More Millennials Shunning Primary Care Doctors

The primary care physician may be going the way of the dodo.

More and more millennials are choosing not to have a primary care physician, instead opting to use urgent care centers instead, which offer quicker service and better pricing transparency than a traditional doctor’s office, according to the results of a survey conducted by the Kaiser Family Foundation. Among those between the ages of 18 and 29, 45% said they do not have a primary care physician, compared with 28% of those between the ages of 30 and 49, 18% of those between the ages of 50 and 64, and 12% who were over the age of 65.

“There is a generational shift,” said internist Ateev Mehrotra, an associate professor in the Department of Health Care Policy at Harvard Medical School, in a published report. “These trends are more evident among millennials, but not unique to them. I think people’s expectations have changed. Convenience [is prized] in almost every aspect of our lives,” from shopping to online banking.

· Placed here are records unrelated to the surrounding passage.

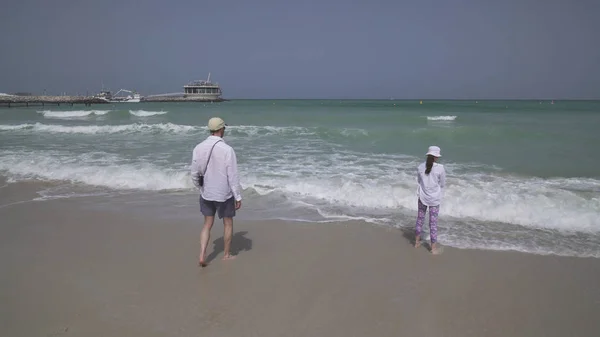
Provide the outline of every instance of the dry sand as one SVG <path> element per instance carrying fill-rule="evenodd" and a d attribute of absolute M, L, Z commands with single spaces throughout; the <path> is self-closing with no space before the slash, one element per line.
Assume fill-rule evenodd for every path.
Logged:
<path fill-rule="evenodd" d="M 433 256 L 365 223 L 236 221 L 237 258 L 220 260 L 218 223 L 202 269 L 199 217 L 14 203 L 29 196 L 11 186 L 0 188 L 0 336 L 600 335 L 598 259 Z"/>

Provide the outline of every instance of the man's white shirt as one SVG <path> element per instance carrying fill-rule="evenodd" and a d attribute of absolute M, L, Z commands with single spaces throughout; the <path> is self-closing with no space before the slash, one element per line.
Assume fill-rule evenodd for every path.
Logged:
<path fill-rule="evenodd" d="M 212 156 L 208 162 L 213 145 Z M 206 168 L 207 162 L 208 168 Z M 205 168 L 206 172 L 204 172 Z M 237 170 L 235 151 L 221 137 L 211 135 L 196 145 L 192 152 L 190 171 L 192 182 L 201 189 L 204 200 L 223 202 L 232 196 L 236 201 L 242 200 L 242 186 Z M 198 183 L 198 173 L 204 174 L 203 187 L 200 187 Z"/>

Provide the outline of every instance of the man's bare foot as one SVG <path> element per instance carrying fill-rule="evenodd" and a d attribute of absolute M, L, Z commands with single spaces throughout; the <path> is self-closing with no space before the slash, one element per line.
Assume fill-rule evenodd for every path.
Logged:
<path fill-rule="evenodd" d="M 420 239 L 415 239 L 415 248 L 419 248 L 421 247 L 421 240 Z"/>
<path fill-rule="evenodd" d="M 440 254 L 440 248 L 438 247 L 437 243 L 434 243 L 433 245 L 431 245 L 431 254 L 433 254 L 433 255 Z"/>
<path fill-rule="evenodd" d="M 235 259 L 235 255 L 227 254 L 227 255 L 223 256 L 223 261 L 233 260 L 233 259 Z"/>
<path fill-rule="evenodd" d="M 203 258 L 200 258 L 200 260 L 198 260 L 198 267 L 206 267 L 208 266 L 208 263 L 206 263 L 206 261 Z"/>

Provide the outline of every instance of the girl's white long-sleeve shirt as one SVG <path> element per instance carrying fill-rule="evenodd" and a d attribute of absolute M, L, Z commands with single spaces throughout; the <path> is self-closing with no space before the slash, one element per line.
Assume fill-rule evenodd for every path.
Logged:
<path fill-rule="evenodd" d="M 444 197 L 446 170 L 444 169 L 444 165 L 438 163 L 433 163 L 429 174 L 425 174 L 425 169 L 425 163 L 422 163 L 417 168 L 417 181 L 419 183 L 417 196 L 423 205 L 439 206 Z"/>

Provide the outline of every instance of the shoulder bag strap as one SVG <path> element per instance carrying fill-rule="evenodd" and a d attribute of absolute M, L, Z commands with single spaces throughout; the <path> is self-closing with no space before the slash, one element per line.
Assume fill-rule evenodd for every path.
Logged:
<path fill-rule="evenodd" d="M 212 152 L 213 149 L 215 148 L 215 145 L 217 145 L 218 142 L 222 141 L 221 139 L 217 140 L 213 146 L 210 148 L 210 153 L 208 154 L 208 160 L 206 161 L 206 167 L 204 168 L 204 172 L 202 173 L 203 175 L 206 174 L 206 170 L 208 170 L 208 163 L 210 163 L 210 157 L 212 156 Z"/>

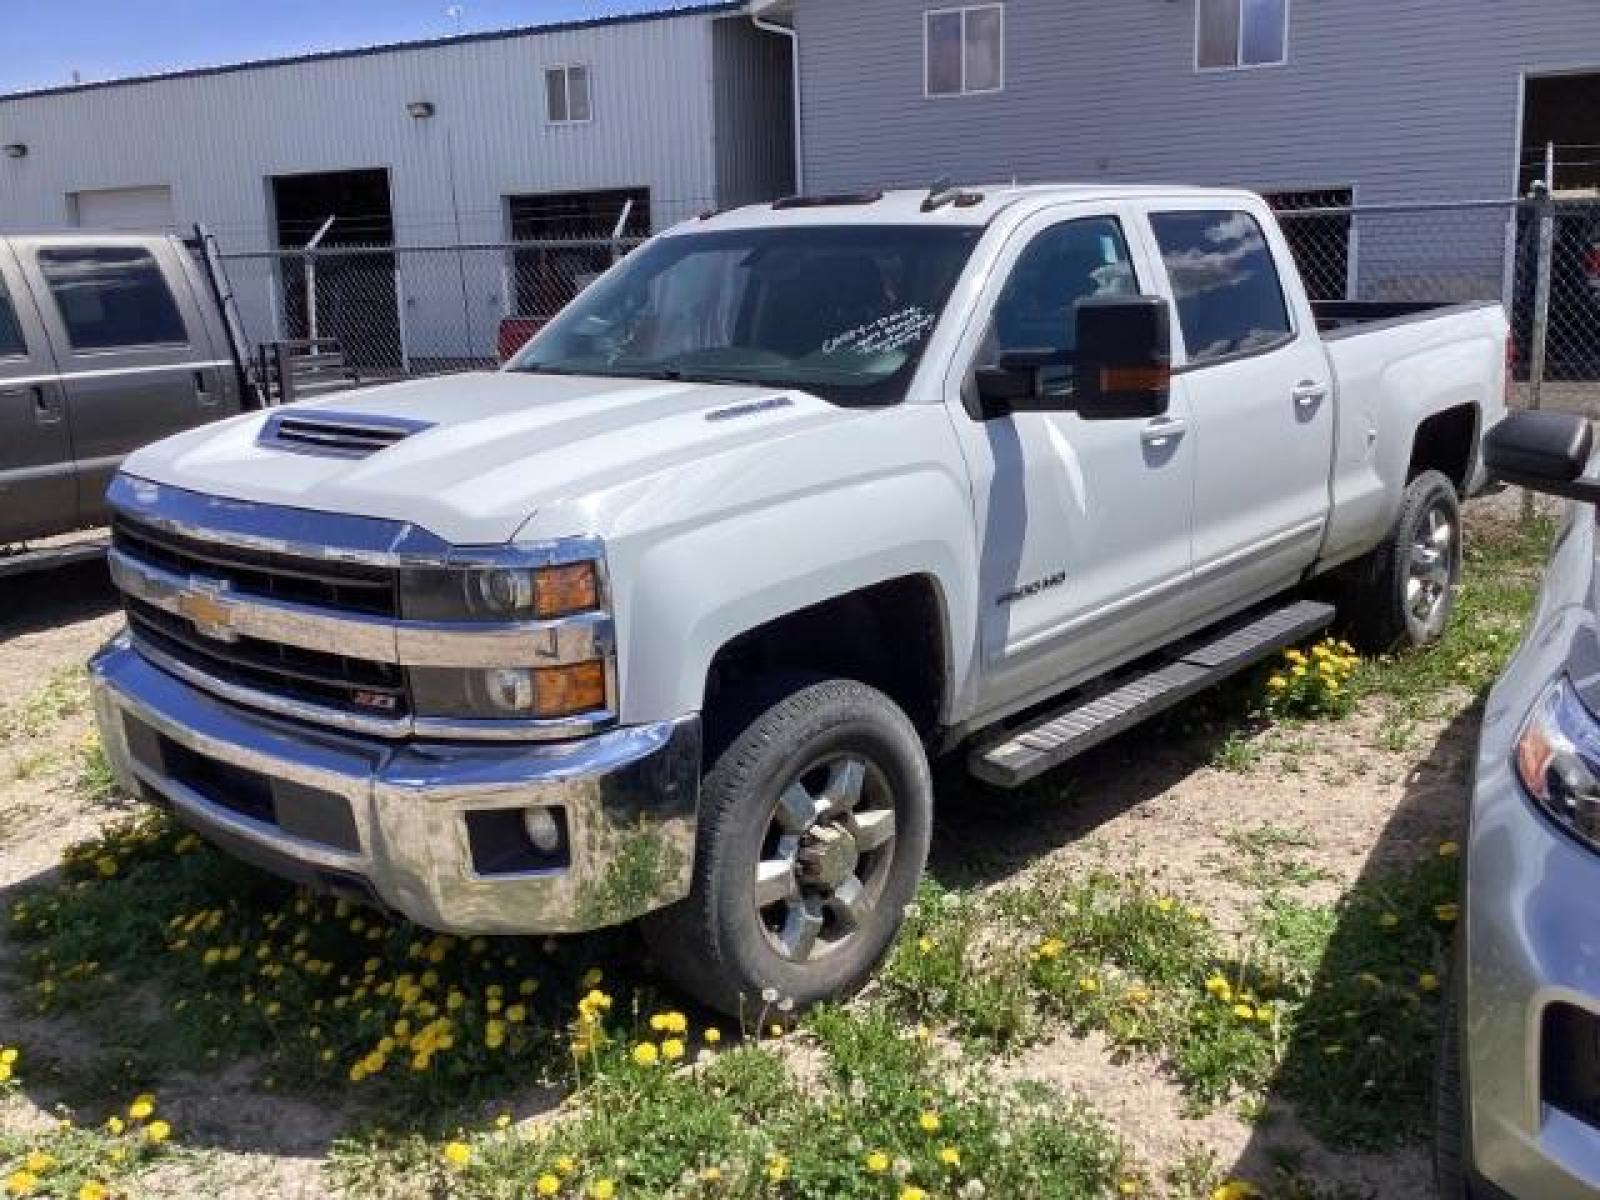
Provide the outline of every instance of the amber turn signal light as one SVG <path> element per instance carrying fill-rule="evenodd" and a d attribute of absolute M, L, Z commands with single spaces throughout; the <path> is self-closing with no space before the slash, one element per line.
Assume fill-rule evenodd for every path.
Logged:
<path fill-rule="evenodd" d="M 534 615 L 545 620 L 600 607 L 600 574 L 592 562 L 542 567 L 533 573 Z"/>
<path fill-rule="evenodd" d="M 606 668 L 598 659 L 533 673 L 533 709 L 540 717 L 570 717 L 606 706 Z"/>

The downside to such a seismic shift in the doctor-patient relationship may actually be driving up prices and worsening other medical issues, such as the misuse of antibiotics. A lack of coordinated care may cause more problems than the convenience of a quicker appointment solves, according to experts. But the average wait time for an appointment with a primary care doctor has increased to 24 days in 15 major metropolitan areas, from 18.5 days four years ago.

Doctors who have noted this shift are making changes to their practices, hiring more nurse practitioners, expanding their communications to include text messaging, and trying to schedule same-day appointments when possible.